Well it is a damn good deal but there is no point in thinking you can fool God about it, true repentance is needed and not just saying yes yes on Sunday and no no on every other day.
Religion no doubt has social and political benefit even if not tolerated in some countries where allegiance to the state is taught.
It does seem too much to say that conspiracies by those in charge were the source of all religious belief however.
 

Brian2

Veteran Member
So the story goes.
And people consider that to be admirable and wonderful and...

And I consider it absolutely deplorable and horrid. It's not justice. It's not good. It's punishing a scapegoat for the crimes of others. It's glorifying human sacrifice. It's an obsession with blood.

It's plenty immoral.

It's a once off by a willing participant to avoid the death of millions of people.
It was not a sacrifice by anyone it was an evil act of injustice and murder by the political and religious leaders. It was a murder that God accepted as a sacrifice because Jesus could have avoided it by stepping back from speaking the truth in the place where God wanted Him to and to those God wanted Him to but He did it even though He knew it would mean that they would kill Him.
God accepted it as a sin offering because Jesus was a lamb without blemish as the Temple required, a sinless man in symbology.

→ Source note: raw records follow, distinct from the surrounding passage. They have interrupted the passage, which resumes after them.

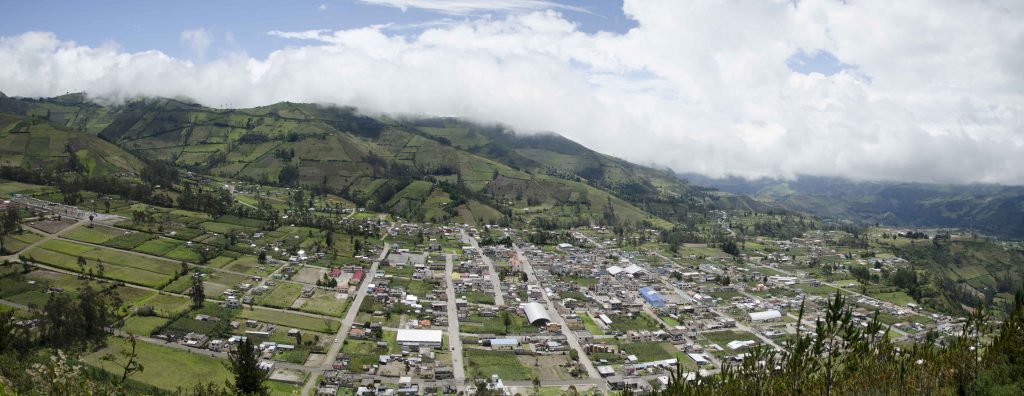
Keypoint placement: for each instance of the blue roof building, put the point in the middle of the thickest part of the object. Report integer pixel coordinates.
(651, 297)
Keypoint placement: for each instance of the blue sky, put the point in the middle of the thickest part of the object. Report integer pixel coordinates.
(139, 26)
(867, 89)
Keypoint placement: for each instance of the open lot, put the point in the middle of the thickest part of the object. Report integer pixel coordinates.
(188, 368)
(482, 363)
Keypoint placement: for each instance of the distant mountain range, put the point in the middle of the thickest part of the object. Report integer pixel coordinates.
(988, 209)
(429, 169)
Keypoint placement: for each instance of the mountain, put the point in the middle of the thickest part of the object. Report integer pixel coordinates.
(991, 209)
(36, 143)
(429, 169)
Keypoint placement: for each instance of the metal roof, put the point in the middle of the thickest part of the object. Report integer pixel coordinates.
(419, 336)
(536, 313)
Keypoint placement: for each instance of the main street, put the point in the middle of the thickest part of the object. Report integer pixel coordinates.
(569, 335)
(346, 324)
(455, 341)
(495, 279)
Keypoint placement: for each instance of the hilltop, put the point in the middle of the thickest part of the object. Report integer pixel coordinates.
(422, 169)
(995, 210)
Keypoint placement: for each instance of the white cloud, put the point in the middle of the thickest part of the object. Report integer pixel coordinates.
(464, 7)
(198, 40)
(937, 93)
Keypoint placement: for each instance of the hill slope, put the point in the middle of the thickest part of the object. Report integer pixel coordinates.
(37, 144)
(423, 169)
(991, 209)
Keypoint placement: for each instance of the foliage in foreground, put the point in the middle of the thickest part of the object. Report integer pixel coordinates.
(843, 358)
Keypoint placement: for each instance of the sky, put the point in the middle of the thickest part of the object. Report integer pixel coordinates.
(910, 90)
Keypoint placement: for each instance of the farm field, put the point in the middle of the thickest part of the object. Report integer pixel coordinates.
(188, 368)
(281, 296)
(482, 363)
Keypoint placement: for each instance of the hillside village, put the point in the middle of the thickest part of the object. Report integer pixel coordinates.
(386, 306)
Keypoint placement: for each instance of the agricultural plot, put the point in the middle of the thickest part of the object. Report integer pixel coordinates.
(16, 243)
(325, 303)
(128, 240)
(281, 296)
(142, 271)
(96, 234)
(143, 325)
(636, 322)
(295, 320)
(250, 265)
(167, 305)
(159, 247)
(479, 298)
(188, 368)
(482, 363)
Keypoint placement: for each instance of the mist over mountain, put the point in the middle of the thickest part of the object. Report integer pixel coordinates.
(989, 209)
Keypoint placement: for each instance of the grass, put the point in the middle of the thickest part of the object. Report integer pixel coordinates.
(479, 298)
(126, 274)
(128, 240)
(324, 303)
(15, 243)
(282, 296)
(292, 320)
(637, 322)
(505, 364)
(143, 325)
(361, 352)
(168, 305)
(895, 298)
(157, 247)
(188, 368)
(588, 322)
(97, 234)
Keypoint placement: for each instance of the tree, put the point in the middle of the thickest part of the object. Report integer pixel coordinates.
(249, 377)
(198, 294)
(131, 365)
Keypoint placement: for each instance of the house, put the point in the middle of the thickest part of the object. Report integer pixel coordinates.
(413, 337)
(536, 313)
(766, 315)
(504, 344)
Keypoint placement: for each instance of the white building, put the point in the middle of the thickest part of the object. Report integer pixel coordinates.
(415, 337)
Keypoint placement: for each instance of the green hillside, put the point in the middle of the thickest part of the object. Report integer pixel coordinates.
(990, 209)
(436, 169)
(35, 143)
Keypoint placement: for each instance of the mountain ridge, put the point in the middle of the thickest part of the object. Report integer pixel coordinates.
(416, 167)
(991, 209)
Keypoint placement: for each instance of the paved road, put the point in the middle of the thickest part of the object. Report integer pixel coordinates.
(346, 324)
(569, 335)
(495, 280)
(454, 340)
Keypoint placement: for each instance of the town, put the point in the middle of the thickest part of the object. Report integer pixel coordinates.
(379, 305)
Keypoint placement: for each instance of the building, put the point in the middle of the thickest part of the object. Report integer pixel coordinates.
(504, 344)
(766, 315)
(651, 297)
(536, 313)
(415, 338)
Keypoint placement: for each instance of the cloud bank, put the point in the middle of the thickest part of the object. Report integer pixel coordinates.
(928, 90)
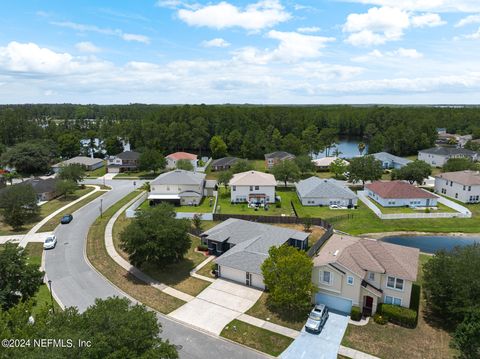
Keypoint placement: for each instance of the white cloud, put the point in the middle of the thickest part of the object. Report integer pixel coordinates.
(471, 19)
(87, 46)
(104, 31)
(217, 42)
(310, 29)
(257, 16)
(427, 20)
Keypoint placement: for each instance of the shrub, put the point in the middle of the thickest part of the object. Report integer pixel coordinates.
(399, 315)
(380, 319)
(356, 314)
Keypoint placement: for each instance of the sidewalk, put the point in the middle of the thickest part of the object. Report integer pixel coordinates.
(112, 252)
(29, 237)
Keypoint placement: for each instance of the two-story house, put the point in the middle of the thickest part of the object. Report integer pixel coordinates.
(350, 271)
(178, 187)
(123, 162)
(438, 156)
(462, 185)
(252, 186)
(173, 158)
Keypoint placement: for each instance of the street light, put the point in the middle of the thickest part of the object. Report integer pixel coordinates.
(51, 295)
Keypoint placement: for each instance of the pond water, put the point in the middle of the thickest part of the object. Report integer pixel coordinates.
(347, 148)
(431, 244)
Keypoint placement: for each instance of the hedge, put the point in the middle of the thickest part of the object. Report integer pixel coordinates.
(356, 314)
(399, 315)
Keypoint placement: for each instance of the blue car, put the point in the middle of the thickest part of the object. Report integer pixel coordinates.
(66, 219)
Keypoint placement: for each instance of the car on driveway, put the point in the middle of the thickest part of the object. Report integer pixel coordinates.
(66, 219)
(317, 318)
(50, 242)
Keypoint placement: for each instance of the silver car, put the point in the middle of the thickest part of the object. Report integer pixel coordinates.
(317, 318)
(50, 242)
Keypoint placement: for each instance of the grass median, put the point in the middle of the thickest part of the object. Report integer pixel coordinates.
(99, 258)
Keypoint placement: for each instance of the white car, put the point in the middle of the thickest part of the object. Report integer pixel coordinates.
(50, 242)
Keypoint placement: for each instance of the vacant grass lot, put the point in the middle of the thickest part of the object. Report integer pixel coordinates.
(255, 337)
(390, 341)
(99, 258)
(45, 210)
(55, 221)
(176, 275)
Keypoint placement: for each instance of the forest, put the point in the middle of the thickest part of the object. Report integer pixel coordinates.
(248, 131)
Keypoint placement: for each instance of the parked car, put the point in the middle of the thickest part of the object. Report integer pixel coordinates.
(50, 242)
(317, 318)
(66, 219)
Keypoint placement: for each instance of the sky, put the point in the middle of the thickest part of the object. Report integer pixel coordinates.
(240, 51)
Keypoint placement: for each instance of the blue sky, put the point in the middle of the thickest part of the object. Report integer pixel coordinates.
(266, 51)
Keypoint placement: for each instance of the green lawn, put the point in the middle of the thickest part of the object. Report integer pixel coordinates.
(176, 275)
(45, 210)
(394, 342)
(255, 337)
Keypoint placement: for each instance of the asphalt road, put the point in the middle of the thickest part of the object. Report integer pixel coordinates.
(75, 283)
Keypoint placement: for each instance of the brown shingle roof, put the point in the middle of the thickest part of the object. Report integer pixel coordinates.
(363, 255)
(397, 189)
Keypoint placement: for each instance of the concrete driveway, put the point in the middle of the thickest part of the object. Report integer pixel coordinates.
(217, 305)
(319, 346)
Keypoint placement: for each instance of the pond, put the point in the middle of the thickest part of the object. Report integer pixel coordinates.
(431, 244)
(347, 148)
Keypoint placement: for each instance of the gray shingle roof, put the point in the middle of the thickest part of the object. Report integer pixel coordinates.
(179, 177)
(323, 188)
(251, 242)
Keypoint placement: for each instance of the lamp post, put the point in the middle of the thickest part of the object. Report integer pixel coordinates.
(51, 295)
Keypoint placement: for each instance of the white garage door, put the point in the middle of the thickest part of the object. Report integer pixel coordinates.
(333, 302)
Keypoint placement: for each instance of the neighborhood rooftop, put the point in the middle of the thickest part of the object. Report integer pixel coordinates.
(179, 177)
(466, 178)
(317, 187)
(251, 241)
(253, 178)
(397, 190)
(363, 255)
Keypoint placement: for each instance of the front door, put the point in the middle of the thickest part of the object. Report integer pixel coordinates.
(248, 279)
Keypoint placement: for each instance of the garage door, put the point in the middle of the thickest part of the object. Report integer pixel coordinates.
(333, 302)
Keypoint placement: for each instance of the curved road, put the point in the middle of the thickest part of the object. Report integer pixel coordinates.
(75, 283)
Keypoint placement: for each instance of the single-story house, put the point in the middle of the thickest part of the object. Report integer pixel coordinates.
(438, 156)
(125, 161)
(223, 164)
(242, 247)
(271, 159)
(462, 185)
(350, 271)
(390, 161)
(400, 194)
(316, 191)
(323, 164)
(252, 186)
(178, 187)
(88, 163)
(173, 158)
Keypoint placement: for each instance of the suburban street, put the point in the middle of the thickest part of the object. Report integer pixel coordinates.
(75, 283)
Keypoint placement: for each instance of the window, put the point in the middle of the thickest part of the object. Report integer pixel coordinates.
(327, 277)
(395, 283)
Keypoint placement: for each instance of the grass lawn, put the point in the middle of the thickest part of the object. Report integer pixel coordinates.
(55, 221)
(391, 341)
(176, 275)
(255, 337)
(45, 210)
(99, 172)
(42, 297)
(99, 258)
(285, 318)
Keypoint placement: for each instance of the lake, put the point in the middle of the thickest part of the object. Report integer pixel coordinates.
(348, 149)
(431, 244)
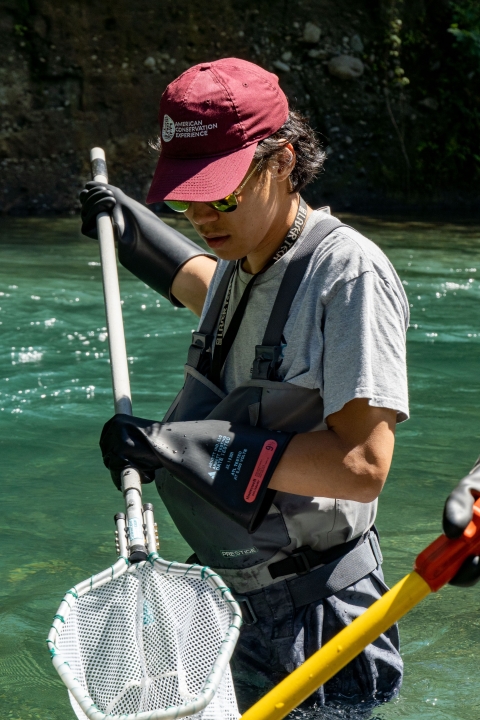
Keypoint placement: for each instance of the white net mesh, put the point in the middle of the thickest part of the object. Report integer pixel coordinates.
(148, 641)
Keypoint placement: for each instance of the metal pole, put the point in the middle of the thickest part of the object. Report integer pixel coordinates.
(131, 483)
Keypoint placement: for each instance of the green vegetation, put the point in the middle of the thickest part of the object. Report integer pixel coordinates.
(441, 51)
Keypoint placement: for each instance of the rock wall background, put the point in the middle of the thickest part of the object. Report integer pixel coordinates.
(392, 87)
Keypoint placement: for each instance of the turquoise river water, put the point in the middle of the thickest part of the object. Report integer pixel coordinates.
(57, 500)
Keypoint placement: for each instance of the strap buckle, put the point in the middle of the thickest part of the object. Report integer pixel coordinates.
(252, 618)
(202, 340)
(267, 360)
(299, 557)
(201, 345)
(375, 545)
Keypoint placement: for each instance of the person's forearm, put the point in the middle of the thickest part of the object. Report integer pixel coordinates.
(191, 282)
(319, 464)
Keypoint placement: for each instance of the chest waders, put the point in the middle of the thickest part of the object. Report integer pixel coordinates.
(324, 544)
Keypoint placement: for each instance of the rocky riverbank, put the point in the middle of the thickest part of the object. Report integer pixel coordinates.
(375, 79)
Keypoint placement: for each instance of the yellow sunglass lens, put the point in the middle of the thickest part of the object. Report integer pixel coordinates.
(177, 205)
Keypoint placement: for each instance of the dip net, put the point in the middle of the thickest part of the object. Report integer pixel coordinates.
(146, 641)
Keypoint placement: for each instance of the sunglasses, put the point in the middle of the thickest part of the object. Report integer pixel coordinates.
(226, 204)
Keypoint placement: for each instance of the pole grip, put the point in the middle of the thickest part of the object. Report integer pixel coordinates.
(131, 481)
(441, 560)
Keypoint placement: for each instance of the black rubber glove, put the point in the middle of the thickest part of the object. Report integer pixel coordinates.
(457, 514)
(148, 247)
(227, 465)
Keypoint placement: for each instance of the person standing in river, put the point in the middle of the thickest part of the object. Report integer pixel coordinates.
(271, 459)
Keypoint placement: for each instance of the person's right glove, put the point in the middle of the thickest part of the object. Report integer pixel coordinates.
(457, 514)
(148, 247)
(226, 464)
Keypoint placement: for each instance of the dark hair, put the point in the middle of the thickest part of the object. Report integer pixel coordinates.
(309, 154)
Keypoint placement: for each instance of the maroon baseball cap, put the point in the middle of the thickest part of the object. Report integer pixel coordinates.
(212, 118)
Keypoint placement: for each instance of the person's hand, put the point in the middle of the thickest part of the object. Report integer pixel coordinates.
(123, 444)
(457, 514)
(99, 197)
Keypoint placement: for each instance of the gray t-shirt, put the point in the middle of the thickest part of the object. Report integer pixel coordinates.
(345, 334)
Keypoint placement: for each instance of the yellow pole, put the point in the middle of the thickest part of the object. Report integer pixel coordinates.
(333, 656)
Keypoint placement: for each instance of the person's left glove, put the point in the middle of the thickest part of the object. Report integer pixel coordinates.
(227, 465)
(148, 247)
(457, 514)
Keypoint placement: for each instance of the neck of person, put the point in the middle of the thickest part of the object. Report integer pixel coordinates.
(256, 260)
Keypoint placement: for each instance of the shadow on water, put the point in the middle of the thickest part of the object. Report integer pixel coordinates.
(58, 501)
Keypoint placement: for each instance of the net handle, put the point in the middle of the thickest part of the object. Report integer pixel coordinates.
(131, 481)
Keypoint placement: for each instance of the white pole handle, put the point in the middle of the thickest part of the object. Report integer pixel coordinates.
(131, 482)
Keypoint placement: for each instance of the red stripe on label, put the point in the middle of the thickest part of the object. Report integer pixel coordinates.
(264, 460)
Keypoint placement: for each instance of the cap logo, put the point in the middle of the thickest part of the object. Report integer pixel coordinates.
(168, 129)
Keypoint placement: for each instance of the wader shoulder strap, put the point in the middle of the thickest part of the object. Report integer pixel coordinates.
(202, 341)
(268, 354)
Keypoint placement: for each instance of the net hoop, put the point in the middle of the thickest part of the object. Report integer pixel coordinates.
(206, 694)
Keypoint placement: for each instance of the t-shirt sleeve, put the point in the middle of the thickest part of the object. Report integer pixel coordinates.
(364, 346)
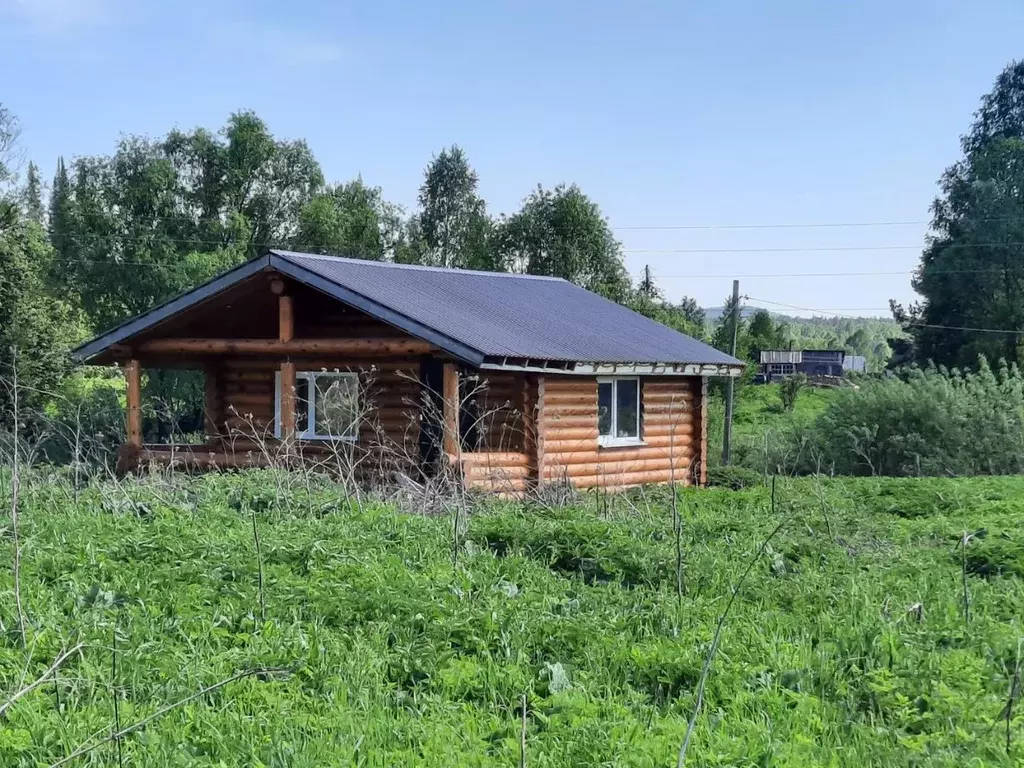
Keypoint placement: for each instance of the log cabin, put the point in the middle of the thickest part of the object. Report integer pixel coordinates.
(508, 381)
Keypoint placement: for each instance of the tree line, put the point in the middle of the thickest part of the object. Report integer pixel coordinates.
(971, 275)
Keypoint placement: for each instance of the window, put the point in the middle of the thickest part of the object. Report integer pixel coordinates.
(619, 412)
(327, 406)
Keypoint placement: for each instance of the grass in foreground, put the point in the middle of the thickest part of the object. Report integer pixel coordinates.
(847, 646)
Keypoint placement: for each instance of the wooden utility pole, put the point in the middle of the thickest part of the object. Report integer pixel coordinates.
(730, 384)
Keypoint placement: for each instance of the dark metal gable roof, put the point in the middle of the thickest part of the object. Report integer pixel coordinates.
(474, 315)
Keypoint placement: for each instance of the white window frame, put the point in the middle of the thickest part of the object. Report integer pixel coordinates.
(310, 432)
(610, 440)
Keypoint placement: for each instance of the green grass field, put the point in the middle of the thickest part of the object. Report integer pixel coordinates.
(847, 644)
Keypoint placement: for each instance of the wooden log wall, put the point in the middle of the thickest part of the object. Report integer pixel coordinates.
(389, 429)
(671, 432)
(503, 402)
(499, 471)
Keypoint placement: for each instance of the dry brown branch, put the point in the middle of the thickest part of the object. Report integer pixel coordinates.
(138, 725)
(64, 656)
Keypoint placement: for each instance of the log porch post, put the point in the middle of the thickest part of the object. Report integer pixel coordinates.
(540, 426)
(451, 409)
(701, 414)
(286, 332)
(133, 400)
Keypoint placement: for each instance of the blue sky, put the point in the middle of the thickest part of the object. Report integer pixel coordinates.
(668, 114)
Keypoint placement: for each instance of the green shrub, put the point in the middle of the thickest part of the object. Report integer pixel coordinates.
(733, 477)
(930, 422)
(790, 389)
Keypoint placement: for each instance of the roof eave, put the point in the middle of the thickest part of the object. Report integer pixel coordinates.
(99, 344)
(731, 370)
(384, 313)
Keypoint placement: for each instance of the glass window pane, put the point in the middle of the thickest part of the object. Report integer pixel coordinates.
(337, 406)
(301, 404)
(604, 408)
(627, 416)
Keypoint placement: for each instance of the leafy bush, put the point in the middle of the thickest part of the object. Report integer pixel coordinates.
(929, 422)
(733, 477)
(790, 388)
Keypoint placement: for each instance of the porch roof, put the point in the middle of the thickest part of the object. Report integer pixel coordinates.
(480, 317)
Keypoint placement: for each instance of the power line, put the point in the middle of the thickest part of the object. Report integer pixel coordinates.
(816, 309)
(823, 249)
(158, 239)
(970, 329)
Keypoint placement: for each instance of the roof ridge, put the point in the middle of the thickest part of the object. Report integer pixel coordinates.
(423, 267)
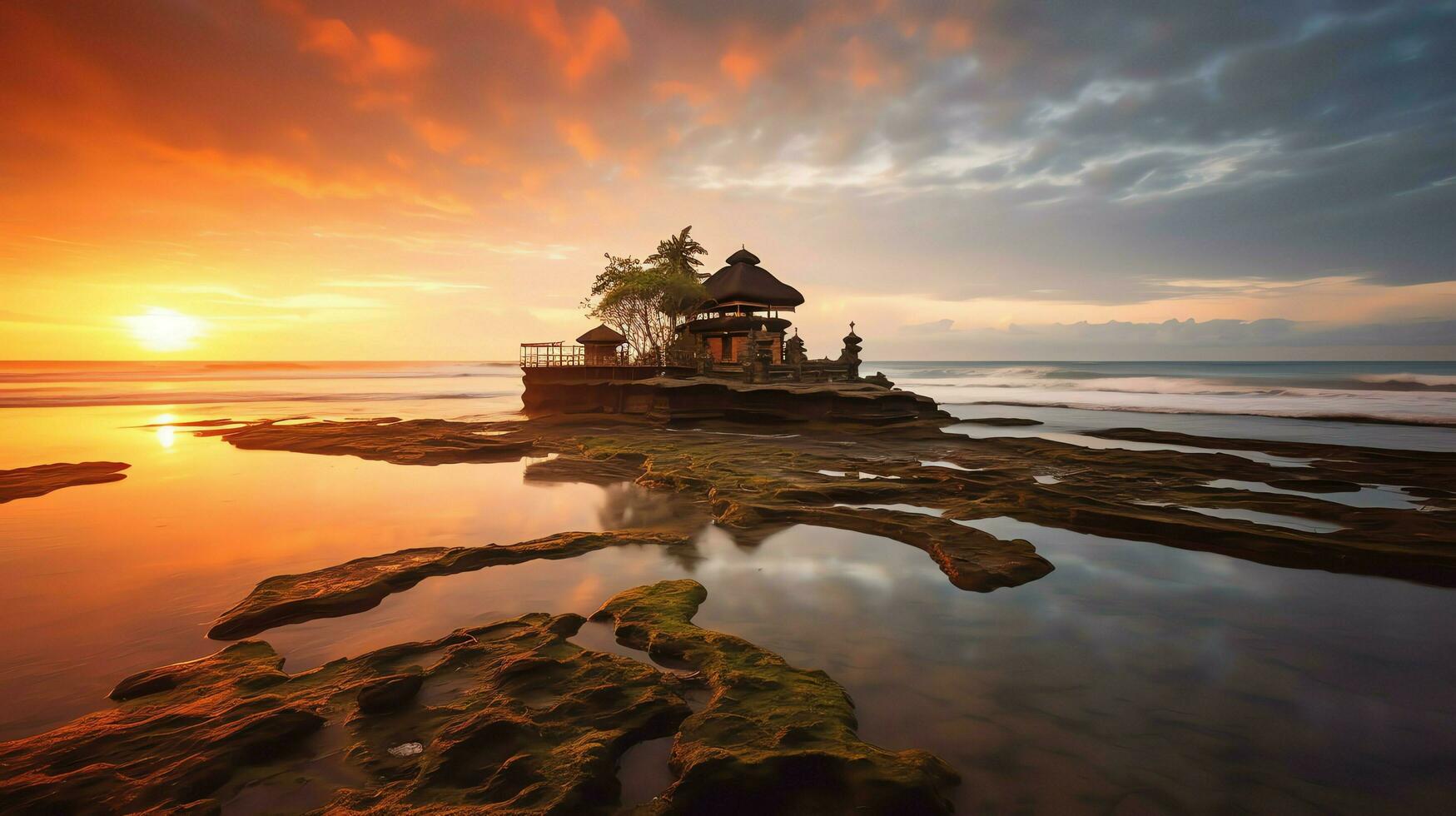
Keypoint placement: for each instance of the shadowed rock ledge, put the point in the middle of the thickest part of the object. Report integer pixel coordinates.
(363, 583)
(38, 480)
(509, 717)
(668, 400)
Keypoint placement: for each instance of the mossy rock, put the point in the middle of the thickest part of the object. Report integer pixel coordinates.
(773, 738)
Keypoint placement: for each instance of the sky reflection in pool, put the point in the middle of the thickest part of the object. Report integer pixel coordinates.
(1195, 679)
(1378, 495)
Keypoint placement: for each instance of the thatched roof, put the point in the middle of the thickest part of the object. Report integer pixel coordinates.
(744, 280)
(603, 334)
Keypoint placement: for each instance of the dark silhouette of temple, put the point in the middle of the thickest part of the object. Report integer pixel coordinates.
(738, 332)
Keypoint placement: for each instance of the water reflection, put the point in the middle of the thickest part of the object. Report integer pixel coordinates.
(166, 435)
(105, 580)
(1131, 676)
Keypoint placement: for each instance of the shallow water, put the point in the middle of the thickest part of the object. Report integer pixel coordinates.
(1131, 678)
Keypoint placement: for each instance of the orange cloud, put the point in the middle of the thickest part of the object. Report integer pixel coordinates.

If that were the case, he wouldn't be punishing a scapegoat to absolve other people's guilt.

Not so much a scape goat because it was agreed upon millions of years earlier as a necessary thing to unite a broken creation in love and under one person.

The way to make ammense for your own wrongdoings, is by picking up your bottom and acting like it. Not by having a scapegoat do it for you.

Yes well repentance is part of acceptance of the gospel and repentance means picking up your bottom and acting like it.
Paying for what you have done is something that you cannot afford however, it required God to pay for it Himself in Jesus.